February 19, 2017 – Energy
February 19, 2017
The energy of this place is impossible to miss. I feel paralyzed by the energy of life. It’s like I’ve been stabbed with an knife and I merge with this place as I die into it. Like being pierced by love, though love is not sharp, it cuts away the linearity and life becomes impossible to delineate. I looked up spontaneously and saw stars. I listen receptively and hear nothing. I wake up listening and a bird song I’ve never heard reverberates consciousness. There is a joy and ecstacy.
Today I bought fresh dates from the farmers market. At home, I wondered how I would keep up with the insights that I write down. Here I’m not sure either. I’m not sure how to capture this. What is there to capture and who is doing the capturing? How does one capture rapture? Something is unfolding without shaping and moulding.

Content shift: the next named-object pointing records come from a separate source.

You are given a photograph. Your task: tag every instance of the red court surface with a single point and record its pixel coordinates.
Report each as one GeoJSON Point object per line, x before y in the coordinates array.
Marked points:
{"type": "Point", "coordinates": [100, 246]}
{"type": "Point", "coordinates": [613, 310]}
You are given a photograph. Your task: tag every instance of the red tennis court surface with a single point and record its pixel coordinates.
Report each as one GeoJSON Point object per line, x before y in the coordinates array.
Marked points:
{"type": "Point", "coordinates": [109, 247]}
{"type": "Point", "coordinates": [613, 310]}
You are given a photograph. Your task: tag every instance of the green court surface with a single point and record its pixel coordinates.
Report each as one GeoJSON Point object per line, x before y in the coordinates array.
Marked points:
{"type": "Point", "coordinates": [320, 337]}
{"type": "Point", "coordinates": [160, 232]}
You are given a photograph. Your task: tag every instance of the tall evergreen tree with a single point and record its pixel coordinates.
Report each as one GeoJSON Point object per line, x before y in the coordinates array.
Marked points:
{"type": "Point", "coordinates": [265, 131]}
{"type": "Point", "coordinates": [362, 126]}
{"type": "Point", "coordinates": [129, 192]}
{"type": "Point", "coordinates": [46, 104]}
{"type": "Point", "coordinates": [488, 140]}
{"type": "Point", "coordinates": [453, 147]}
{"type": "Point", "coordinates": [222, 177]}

There was a man at the Farmer’s Market giving free hugs. We found out he’s being doing this weekly for 8 years. He said it was sort of an experiment and he’s learned so much about people. He said that “in the right environment, people are beautiful”. This sounded profound as the sounds rolled from his being painting his point for our seeing. There were musicians sharing their talents. At trio of three youngster with skills ahead of their years. A digeredoo player and a man who played the piano with the ease of drinking a glass of water.